Timescale registers background jobs for each hypertable. Surface their state with:

SELECT
job_id,
job_type,
hypertable_name,
last_run_duration,
last_successful_finish
FROM timescaledb_information.job_stats
WHERE hypertable_name IN ('events', 'logs', 'otel_metrics', 'otel_traces')
ORDER BY hypertable_name, job_type;

Color the last_successful_finish column red if it is older than 15 minutes to catch stuck retention jobs. Pair this with the chunk/compression dashboard:

SELECT
h.hypertable_name,
round(h.total_bytes / 1024 / 1024, 2) AS mb,
c.compression_enabled,
c.compressed_chunks,
c.uncompressed_chunks
FROM timescaledb_information.hypertable_detailed_size h
LEFT JOIN timescaledb_information.hypertable_compression_stats c
ON h.hypertable_name = c.hypertable_name
WHERE h.hypertable_name IN ('events', 'logs', 'otel_metrics', 'otel_traces')
ORDER BY mb DESC;

Watching the compressed/uncompressed split helps explain PVC growth and ensures operators run refresh_continuous_aggregate after backfills.

Query and pgx Error Watch

Enable pg_stat_statements (CREATE EXTENSION IF NOT EXISTS pg_stat_statements;) and add a “Top 10 Slow Queries” table:

SELECT
round(mean_exec_time, 2) AS mean_ms,
calls,
rows,
query
FROM pg_stat_statements
WHERE query ILIKE '%otel%' OR query ILIKE '%events%'
ORDER BY mean_exec_time DESC
LIMIT 10;

Tie this to an alert that fires if mean_ms exceeds your SLA for more than two consecutive scrapes.

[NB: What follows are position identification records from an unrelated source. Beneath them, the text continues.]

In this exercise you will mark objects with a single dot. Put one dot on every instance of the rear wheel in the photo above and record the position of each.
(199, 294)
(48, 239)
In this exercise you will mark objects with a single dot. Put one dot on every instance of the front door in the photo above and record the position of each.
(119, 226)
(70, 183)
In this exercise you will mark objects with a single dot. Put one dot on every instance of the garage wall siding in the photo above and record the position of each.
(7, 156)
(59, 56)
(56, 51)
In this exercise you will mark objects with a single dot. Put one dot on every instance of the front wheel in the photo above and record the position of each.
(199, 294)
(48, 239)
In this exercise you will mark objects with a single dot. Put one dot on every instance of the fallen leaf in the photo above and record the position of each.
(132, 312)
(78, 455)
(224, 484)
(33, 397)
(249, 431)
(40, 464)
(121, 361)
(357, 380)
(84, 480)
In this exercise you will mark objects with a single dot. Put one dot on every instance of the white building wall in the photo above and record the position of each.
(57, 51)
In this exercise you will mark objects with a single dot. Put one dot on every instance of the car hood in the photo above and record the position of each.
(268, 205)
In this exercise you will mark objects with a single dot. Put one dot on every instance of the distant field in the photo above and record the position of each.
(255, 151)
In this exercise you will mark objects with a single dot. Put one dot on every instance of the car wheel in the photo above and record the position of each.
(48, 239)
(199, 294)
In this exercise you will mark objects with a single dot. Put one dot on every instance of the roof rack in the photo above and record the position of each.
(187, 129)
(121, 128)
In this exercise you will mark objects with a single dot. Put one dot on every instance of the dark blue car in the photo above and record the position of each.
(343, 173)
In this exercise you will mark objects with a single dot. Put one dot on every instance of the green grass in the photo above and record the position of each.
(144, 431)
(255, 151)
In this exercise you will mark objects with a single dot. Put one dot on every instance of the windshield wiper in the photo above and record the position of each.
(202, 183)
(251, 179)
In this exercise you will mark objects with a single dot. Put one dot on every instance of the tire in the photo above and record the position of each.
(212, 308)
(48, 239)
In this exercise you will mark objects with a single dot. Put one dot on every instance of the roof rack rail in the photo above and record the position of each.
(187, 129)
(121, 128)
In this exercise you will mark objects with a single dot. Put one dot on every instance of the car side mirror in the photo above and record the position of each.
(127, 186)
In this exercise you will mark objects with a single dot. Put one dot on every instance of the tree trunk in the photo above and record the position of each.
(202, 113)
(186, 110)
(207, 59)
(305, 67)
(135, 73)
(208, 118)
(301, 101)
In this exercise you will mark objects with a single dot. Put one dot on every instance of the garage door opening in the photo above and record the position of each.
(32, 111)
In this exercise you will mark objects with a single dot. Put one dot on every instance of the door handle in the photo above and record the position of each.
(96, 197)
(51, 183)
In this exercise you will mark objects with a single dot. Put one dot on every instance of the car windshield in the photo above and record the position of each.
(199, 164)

For connection pool health, track waiters using pg_stat_activity:

SELECT
wait_event_type,
wait_event,
COUNT(*) AS blocked
FROM pg_stat_activity
WHERE wait_event_type IS NOT NULL
GROUP BY 1,2
ORDER BY blocked DESC;

Any sustained growth indicates the pgx pool is undersized or a migration locked a hypertable.

Alert Ideas

SignalQuery/MetricSuggested Threshold
Ingestion StallSELECT COUNT(*) FROM logs WHERE created_at >= now() - INTERVAL '5 minutes'< 1 row triggers paging
Retention Lagtimescaledb_information.job_stats.last_successful_finisholder than 15 minutes
PVC Growthhypertable_detailed_size.total_bytes>10% growth per hour
pgx Errors`kubectl logs deploy/serviceradar-db-event-writergrep "cnpg"`

Reuse your existing Prometheus stack to alert on pod restarts (kube_pod_container_status_restarts_total) and container CPU saturation (container_cpu_usage_seconds_total) for the CNPG and db-event-writer pods. Use this doc in tandem with the Timescale Retention & Compression Checks section in agents.md for the CLI-based playbook.